Centralizing writes through state-mgr provides dedup judgment that DB-level constraints can't (e.g., "LFI file read" vs "LFI via absolute path" are the same vuln with different wording). It also enforces the technique-vuln linkage rule: credentials from active techniques must have a corresponding vuln record.

Privilege Boundaries

Claude Code never gets sudo. This is a deliberate design decision — an LLM with root access to your machine is an unnecessary risk, and red-run is architected so it's never needed.

The tools that require elevated privileges are isolated behind MCP servers and Docker containers:

What needs privilege How red-run handles it Why not just sudo
nmap SYN scans nmap-server runs nmap inside a Docker container with --network=host and minimal capabilities SYN scans need raw sockets, but Claude doesn't need root — Docker provides the capability isolation
Responder, mitm6, tcpdump shell-server's privileged=True runs commands in the red-run-shell Docker container with NET_RAW/NET_ADMIN capabilities These daemons need raw sockets for poisoning/sniffing, but the privilege stays inside the container
/etc/hosts changes Orchestrator hits a hard stop — presents the hostnames and asks the operator to add them manually DNS resolution changes affect the entire system, not just the engagement
Clock skew correction Orchestrator hits a hard stop — shows the required ntpdate or faketime command for the operator to run System clock changes affect every process on the machine
The pattern is consistent: if something needs elevated privilege, either it runs inside a container that has the specific capability, or the orchestrator stops and asks the operator to do it. Claude never runs sudo itself.

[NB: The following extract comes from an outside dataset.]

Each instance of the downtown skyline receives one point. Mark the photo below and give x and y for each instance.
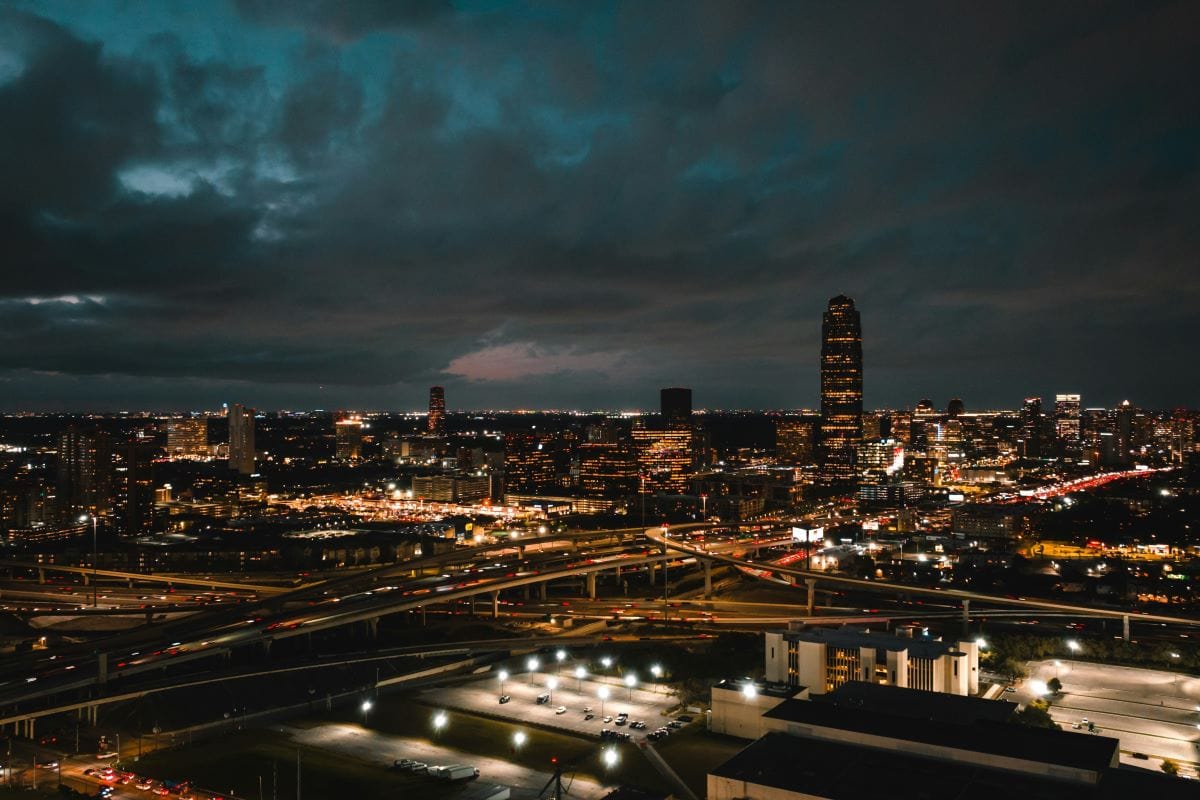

This also means red-run works without adding Claude Code to sudoers or NOPASSWD entries for privilege escalation on the host. The attack surface is the target, not your machine.

You can enforce this at the Claude Code level by adding Bash(sudo *) to the deny list in ~/.claude/settings.json. This makes Claude Code refuse any Bash command starting with sudo, regardless of what an agent or skill tries to do:

{
  "permissions": {
    "deny": [
      "Bash(sudo *)"
    ]
  }
}

This comes from the Trail of Bits Claude Code hardening guide, which has other useful deny rules for destructive commands (rm -rf, git push --force, dd, etc.). See Installation for the recommended setup.